Six of the 10 biggest video game acquisitions in history have taken place or been announced since the start of 2020. in 2020, may have a monopoly hold on the virtual reality industry. This market share is due to a series of crucial acquisitions that Meta has made since buying Oculus VR in 2014. Meta now intends to expand aggressively into the AR and video markets. mixed reality before competitors like Apple can beat it.
In 2021, there were nearly 1,200 video game transactions valued in total at more than $85 billion – a 161% jump in transaction value from 2020, according to a April report of investment firm Drake Star Partners. In the first three months of 2022 alone, there have already been 387 deals totaling nearly $100 billion, with the majority of the record deal value coming from Microsoft’s planned $69 billion acquisition of World of Warcraft and Call of Duty publisher Activision Blizzard, the biggest – ever deal in the industry.
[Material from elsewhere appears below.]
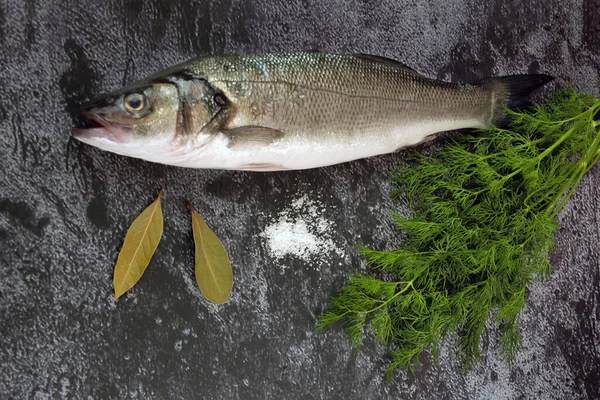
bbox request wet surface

Khan and the FTC are investigating Activision’s deal, as well as Sony’s much smaller proposed acquisition of Destiny developer Bungie. While both deals are expected to go ahead, antitrust experts say the FTC could seek behavioral concessions from Microsoft and Sony in areas such as platform exclusivity.
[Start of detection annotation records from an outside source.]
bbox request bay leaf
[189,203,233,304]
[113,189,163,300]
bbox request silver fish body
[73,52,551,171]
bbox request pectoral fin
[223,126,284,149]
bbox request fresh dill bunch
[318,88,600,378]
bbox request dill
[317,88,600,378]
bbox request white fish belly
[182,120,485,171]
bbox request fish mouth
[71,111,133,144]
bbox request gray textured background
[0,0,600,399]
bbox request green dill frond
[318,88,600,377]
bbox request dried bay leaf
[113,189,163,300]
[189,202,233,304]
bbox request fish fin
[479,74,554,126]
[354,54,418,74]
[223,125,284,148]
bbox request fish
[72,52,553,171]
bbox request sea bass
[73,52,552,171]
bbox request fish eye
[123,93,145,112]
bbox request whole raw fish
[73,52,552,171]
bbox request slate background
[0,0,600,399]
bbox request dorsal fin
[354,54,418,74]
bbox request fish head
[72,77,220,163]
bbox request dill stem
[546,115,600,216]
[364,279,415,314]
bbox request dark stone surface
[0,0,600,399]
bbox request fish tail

“We take a lot of care to make sure that we are mindful not just of some of the past damage that has already been identified, but some of the new and coming damage,” Khan told Protocol. “And so obviously, [gaming] is an area where we see M&A activity. This is an area where we are devoting resources to ensure that we anticipate what is going to be the next set of challenges and to ensure that we are fully prepared and able to identify how some of our powers and tools are able to protect people in this context.”